The board next contends that the trial court erred in admitting into evidence exhibit 27, which was a handwritten list of the plaintiff's claimed expenses in traveling to different schools in search of work, and also a statement of farm losses incurred when plaintiff was compelled to leave the Butler County area. The plaintiff testified extensively about these items and he was fully cross-examined thereon by defendant's counsel. The trial court correctly observed that many of the claimed damages were speculative and remote. We find no error in the admission of this exhibit into evidence.

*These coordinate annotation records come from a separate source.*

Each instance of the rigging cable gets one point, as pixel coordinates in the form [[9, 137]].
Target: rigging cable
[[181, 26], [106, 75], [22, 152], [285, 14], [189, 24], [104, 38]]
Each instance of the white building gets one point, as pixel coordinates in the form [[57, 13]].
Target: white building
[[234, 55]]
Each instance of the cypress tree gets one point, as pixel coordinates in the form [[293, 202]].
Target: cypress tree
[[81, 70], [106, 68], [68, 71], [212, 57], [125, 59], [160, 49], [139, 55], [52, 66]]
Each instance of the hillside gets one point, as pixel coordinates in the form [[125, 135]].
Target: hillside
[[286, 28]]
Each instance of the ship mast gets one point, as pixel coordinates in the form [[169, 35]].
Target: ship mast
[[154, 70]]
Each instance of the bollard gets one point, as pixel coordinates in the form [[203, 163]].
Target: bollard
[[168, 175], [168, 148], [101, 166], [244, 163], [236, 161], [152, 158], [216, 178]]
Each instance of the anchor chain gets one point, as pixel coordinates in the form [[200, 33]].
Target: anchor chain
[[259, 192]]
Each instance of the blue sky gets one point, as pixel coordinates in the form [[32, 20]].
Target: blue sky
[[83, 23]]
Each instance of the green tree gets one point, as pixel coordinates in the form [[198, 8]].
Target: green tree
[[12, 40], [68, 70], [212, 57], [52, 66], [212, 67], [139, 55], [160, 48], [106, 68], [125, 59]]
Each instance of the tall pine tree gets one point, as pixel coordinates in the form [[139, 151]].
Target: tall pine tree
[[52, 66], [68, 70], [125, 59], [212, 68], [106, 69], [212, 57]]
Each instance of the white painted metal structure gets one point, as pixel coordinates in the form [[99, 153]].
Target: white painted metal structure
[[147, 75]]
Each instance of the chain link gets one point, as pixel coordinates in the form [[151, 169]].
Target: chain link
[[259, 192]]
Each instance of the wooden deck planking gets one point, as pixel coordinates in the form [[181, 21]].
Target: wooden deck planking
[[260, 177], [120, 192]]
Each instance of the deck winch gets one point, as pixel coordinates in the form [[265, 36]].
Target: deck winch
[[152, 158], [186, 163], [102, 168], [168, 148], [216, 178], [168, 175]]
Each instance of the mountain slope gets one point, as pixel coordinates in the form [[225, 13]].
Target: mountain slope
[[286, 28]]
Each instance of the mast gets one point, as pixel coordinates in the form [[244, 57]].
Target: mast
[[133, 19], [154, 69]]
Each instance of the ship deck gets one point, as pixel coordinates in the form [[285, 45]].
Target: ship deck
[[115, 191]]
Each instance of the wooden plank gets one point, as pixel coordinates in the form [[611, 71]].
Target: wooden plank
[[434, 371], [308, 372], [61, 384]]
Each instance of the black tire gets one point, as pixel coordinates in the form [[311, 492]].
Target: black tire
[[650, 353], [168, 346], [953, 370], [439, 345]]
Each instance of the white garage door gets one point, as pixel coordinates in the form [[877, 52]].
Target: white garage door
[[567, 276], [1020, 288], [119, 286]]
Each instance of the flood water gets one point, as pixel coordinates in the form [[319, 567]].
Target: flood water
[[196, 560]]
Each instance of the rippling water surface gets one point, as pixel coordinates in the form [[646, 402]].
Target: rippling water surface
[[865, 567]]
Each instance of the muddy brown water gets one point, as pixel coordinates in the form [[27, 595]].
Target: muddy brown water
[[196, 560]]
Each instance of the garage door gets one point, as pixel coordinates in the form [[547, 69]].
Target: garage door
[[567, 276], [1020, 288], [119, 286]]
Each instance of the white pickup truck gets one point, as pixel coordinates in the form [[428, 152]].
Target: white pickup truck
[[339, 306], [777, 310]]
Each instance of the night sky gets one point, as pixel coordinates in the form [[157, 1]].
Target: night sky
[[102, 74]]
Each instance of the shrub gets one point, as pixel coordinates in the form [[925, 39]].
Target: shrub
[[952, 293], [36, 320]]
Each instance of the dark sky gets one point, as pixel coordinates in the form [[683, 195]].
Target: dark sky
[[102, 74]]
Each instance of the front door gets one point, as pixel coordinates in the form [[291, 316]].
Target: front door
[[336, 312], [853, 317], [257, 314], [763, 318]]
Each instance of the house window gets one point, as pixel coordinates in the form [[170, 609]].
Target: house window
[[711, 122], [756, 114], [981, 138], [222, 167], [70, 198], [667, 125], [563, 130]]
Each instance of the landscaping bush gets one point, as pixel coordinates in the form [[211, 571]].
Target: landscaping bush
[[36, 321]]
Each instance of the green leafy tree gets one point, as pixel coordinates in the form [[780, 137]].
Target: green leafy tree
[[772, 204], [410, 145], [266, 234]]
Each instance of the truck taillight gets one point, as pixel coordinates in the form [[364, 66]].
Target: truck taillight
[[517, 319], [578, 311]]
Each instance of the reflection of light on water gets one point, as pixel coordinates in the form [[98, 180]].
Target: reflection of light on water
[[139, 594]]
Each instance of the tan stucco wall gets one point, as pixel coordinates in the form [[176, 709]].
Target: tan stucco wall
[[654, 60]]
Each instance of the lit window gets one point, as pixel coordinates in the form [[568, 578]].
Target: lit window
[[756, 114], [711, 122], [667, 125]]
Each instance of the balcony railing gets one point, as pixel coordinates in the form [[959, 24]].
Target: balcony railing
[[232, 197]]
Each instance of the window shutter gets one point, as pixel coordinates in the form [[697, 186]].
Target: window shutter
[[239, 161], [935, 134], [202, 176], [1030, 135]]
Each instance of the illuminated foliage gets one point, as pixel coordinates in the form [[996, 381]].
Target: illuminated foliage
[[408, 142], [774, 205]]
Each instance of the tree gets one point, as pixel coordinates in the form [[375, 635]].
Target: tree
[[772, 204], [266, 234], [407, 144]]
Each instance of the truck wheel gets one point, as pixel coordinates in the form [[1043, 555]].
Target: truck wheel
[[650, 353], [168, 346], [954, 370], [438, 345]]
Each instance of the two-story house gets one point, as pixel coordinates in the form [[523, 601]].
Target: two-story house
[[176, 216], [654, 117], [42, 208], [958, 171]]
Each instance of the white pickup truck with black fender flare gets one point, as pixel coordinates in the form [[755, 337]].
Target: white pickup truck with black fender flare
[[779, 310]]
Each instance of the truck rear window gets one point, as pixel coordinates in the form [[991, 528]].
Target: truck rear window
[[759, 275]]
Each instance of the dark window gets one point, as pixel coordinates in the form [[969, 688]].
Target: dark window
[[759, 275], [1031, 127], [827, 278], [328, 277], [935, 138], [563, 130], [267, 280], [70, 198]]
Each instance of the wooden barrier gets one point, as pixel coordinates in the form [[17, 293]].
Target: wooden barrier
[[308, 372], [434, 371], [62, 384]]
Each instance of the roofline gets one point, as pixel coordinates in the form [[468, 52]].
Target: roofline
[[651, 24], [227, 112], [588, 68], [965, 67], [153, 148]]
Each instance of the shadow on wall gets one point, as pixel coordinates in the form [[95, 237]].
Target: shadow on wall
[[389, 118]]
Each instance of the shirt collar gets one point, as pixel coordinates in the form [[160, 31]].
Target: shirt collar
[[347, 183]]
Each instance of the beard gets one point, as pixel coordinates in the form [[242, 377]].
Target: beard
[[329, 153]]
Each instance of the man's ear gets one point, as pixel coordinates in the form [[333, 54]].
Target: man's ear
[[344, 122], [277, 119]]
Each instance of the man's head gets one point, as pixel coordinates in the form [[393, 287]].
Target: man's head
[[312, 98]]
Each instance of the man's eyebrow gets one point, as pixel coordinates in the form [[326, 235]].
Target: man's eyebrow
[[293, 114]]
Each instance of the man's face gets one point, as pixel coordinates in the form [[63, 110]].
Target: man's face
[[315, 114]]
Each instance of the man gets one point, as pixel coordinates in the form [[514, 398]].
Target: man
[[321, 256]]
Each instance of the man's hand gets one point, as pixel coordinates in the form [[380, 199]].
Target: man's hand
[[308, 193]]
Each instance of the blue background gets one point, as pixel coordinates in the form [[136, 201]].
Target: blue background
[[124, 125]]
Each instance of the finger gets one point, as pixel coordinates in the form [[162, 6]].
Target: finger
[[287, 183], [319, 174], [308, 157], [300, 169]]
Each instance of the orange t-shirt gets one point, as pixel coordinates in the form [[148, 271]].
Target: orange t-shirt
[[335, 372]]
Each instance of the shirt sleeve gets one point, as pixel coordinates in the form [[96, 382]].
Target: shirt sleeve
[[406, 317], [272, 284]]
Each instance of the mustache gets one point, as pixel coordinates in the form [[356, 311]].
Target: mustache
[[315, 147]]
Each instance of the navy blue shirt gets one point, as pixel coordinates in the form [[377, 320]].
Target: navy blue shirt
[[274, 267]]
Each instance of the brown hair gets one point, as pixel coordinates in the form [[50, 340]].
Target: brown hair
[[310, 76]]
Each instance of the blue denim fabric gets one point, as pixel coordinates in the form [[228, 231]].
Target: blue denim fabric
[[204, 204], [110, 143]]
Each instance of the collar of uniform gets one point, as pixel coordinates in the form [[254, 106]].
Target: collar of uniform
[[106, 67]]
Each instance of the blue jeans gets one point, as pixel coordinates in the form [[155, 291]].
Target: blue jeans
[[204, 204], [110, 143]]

On the cross-appeal plaintiff Boatright maintains that the trial court erred in limiting his damages to one-half of his 1975-76 contract salary and the sum of $300 incurred in searching for new employment. The plaintiff mitigated some of his damages by attending Oklahoma State University, as noted above. Many of the items of damage claimed by the plaintiff were speculative and not within the contemplation of the parties at the time the contract was entered into. The trial court weighed all of the evidence presented and took into consideration the value of the plaintiff's continuing education at Oklahoma State University. It awarded plaintiff one-half a year's loss of wages and $300 in *334 expenses incurred in looking for other employment. There is substantial evidence to support the findings of the district court. For the reasons set forth above, we have concluded that the case should be affirmed on both the appeal and cross-appeal. This was essentially a fact case to be determined from the evidence presented by the parties. The findings of fact and conclusions of law of the trial court are in all respects supported by substantial evidence and must be upheld on appeal.

The judgment of the district court is affirmed.